Thursday, December 09, 2010

Wood & Fraher's Texas Zydeco Excellent Book On Creole Music

If you are looking for a holiday present for the blues and/or zydeco fan, then the superb, Texas Zydeco is a book that should be considered. It combines authoritative writing with some beautiful photography.

Texas Zydeco
by Roger Wood & James Fraher (photographer)
University of Texas 2006


Zydeco music is usually associated with Louisiana, but historically Texas, and especially the city of Houston has been central to the growth and development of the idiom from the more traditional la la music of the creole population that is concentrated in southwestern Louisiana and neighboring portions of Texas that include House. The place of Texas in the rise and evolution of zydeco is the subject of Texas Zydeco, the latest collaboration between writer Roger Woof and photographer James Fraher, who previously collaborated in Down in Houston: Blues in Bayou City, the superb book on Houston’s blues scene.


Like the previous volume on Houston Blues, Wood does more than simply provide sketches of the history of the music. He takes us into the world of the zydeco as his first chapter introduces us to the various venues for zydeco and the audience and musicians there ranging from the clubs and church dances to the all day festivals at a rodeo arena. The history of the music as it was transformed from la la to zydeco and some of the pioneering figures and recordings are presented and the fact that some of the recordings were made in Houston including a rare Lightnin’ Hopkins recording on organ, Zologo. Folklorist Mack McCormick was responsible for the spelling of zydeco, but it was not until a Clifton Chenier recording used that spelling, that this spelling received the credibility until it became the established way to spell the term


A chapter is devoted to Chenier and his influence. Chenier’s mix of traditional creole music with rhythm and blues as well as his use of the piano accordion led to the emergence of zydeco as a musical genre and through interviews with some of Clifton’s contemporaries as well as some of the musicians who played with him, including his son C.J, and guitarists Philip Walker and Sherman Washington who recall their experiences with Clifton and how he was a mentor to them which they recognize even today the value of his lessons for them. Clifton was a remarkable person. Chenier invented the frottoir (rubboard) which replaced the washboards that had been used previously, having the first frottoirs fabricated and Wood spends some pages with the individuals that crafted these instruments for use.
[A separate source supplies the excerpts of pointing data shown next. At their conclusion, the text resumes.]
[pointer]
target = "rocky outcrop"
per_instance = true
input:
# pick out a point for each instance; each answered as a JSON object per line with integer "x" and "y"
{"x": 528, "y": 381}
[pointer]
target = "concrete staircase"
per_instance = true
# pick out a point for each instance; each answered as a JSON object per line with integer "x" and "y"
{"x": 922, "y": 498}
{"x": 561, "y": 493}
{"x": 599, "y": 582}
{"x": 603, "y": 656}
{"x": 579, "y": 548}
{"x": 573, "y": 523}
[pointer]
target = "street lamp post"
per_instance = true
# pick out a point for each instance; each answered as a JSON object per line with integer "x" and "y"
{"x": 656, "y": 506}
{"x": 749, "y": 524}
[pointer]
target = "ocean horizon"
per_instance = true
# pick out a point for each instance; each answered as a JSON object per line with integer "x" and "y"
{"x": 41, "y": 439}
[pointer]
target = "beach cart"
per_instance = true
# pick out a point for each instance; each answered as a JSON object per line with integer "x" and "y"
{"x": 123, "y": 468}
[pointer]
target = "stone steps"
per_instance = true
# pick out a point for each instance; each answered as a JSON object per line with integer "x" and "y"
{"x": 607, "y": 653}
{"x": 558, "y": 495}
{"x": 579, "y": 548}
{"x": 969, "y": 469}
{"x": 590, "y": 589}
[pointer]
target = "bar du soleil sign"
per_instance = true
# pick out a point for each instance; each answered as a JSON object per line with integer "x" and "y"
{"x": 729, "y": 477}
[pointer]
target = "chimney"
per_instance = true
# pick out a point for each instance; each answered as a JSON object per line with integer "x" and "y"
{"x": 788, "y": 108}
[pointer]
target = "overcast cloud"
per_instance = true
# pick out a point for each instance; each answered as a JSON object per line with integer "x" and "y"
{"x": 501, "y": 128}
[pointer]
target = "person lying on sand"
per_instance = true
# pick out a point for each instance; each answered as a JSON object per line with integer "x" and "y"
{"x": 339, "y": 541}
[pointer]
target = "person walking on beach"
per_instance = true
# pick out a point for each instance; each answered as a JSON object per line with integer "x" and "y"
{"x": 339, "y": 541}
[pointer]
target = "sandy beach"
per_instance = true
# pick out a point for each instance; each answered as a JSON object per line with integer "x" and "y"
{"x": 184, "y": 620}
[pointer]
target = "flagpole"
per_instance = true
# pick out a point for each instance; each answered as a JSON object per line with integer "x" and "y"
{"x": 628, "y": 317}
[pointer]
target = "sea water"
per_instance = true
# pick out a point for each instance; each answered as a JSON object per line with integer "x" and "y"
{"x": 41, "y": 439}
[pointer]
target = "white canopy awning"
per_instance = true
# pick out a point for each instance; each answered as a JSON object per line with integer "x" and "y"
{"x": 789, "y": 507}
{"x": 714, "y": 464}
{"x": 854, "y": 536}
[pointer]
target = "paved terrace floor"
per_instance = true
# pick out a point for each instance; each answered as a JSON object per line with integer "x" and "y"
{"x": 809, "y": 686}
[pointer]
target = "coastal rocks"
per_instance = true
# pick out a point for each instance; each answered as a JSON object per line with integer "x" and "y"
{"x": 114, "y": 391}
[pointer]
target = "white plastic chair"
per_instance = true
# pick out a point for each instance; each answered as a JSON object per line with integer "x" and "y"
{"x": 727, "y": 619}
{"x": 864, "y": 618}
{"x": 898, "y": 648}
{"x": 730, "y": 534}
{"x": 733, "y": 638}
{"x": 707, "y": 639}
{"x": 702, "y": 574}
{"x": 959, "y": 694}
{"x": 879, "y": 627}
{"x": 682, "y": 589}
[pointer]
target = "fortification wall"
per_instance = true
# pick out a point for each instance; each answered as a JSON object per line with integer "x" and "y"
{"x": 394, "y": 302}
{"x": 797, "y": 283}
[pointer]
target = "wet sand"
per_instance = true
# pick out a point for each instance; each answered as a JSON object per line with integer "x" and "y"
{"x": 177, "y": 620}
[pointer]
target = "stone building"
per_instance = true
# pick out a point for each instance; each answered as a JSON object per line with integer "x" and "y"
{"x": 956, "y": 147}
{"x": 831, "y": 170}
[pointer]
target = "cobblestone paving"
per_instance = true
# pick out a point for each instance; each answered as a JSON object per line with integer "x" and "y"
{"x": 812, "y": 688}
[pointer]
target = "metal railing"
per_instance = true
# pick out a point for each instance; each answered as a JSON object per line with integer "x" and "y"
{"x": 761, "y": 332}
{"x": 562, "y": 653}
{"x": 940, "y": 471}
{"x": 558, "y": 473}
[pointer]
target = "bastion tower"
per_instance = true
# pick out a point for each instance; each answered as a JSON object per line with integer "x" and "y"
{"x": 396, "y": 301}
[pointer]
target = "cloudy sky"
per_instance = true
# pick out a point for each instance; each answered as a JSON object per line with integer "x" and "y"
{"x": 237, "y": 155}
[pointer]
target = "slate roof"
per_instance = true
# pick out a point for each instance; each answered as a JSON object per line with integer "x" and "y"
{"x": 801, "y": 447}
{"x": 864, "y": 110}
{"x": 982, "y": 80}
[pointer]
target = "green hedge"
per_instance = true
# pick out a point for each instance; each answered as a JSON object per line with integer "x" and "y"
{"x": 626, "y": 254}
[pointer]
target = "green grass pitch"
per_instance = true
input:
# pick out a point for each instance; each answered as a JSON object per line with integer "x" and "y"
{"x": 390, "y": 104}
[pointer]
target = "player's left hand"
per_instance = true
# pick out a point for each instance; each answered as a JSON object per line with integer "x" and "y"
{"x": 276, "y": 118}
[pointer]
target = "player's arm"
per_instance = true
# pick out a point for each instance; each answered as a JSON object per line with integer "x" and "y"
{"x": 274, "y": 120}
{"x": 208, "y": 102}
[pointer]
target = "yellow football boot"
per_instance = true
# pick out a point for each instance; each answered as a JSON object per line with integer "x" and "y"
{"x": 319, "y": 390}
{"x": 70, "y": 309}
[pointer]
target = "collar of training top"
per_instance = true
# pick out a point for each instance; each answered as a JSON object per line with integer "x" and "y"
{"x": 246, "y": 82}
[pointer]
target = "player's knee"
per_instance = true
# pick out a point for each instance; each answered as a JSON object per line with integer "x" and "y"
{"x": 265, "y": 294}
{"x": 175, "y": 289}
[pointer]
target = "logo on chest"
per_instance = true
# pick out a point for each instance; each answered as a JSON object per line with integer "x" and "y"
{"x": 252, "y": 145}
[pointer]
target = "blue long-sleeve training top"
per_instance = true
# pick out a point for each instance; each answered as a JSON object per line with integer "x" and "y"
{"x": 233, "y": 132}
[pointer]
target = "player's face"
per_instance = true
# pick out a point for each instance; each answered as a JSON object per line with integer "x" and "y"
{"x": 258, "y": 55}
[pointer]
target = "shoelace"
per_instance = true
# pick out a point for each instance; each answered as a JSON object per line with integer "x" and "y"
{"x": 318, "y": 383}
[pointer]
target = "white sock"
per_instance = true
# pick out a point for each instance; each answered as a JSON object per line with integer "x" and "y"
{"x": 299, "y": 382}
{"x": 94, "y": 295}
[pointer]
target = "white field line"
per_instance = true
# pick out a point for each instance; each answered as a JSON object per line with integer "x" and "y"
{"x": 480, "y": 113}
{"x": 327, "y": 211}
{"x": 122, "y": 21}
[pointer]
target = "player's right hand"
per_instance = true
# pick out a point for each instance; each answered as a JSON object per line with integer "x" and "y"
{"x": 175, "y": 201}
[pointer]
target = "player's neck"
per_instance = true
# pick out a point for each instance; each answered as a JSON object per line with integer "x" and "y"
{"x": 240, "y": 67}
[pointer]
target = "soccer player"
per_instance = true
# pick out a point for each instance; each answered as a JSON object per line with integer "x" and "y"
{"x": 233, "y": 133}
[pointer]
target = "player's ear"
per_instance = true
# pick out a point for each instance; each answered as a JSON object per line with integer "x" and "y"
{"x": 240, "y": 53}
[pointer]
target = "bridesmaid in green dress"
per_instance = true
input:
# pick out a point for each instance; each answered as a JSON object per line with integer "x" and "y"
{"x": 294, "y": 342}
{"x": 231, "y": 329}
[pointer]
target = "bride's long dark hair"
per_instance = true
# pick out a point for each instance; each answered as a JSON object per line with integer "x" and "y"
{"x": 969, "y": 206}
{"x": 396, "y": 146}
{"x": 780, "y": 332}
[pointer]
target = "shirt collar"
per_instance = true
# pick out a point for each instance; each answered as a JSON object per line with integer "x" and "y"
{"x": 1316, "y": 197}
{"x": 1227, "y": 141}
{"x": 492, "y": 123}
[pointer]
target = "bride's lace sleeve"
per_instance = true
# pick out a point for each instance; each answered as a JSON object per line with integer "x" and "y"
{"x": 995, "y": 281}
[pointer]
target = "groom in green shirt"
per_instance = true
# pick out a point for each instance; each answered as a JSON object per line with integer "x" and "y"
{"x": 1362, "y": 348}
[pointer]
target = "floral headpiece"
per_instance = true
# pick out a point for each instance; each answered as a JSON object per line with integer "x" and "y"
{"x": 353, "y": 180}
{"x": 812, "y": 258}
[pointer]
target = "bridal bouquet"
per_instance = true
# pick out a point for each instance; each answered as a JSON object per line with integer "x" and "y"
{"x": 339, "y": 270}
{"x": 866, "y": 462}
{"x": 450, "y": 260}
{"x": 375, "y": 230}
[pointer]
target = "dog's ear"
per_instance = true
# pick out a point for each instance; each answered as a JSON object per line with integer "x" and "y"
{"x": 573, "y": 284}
Another chapter discusses some of the post-Chenier performers in the world of Texas zydeco, noting that many, but not all, have adopted the button accordion as opposed to the chromatic piano accordion, and provides an overview of these new breed performers including Corey Ledet, Dora and the Zydeco Bad Boyz, J. Paul and Skip Riteau, and in showing their individual maturation as artists how Texas remains a fertile ground for zydeco to continue to evolve.


James Fraher, certainly one of the most outstanding blues photographers alive, contributes some stunning photography. It is unfortunate that Wood and Fraher did not include some actual photographs of Chenier and other masters that Fraher never was able to document, as a photograph of a old Zodico poster for Chenier is not quite the same thing. But this is only a quibble as this book brings the world of zydeco, not simply reciting the lives of major figures, and joins Down in Houston as an important and engrossing book on African-American vernacular music traditions.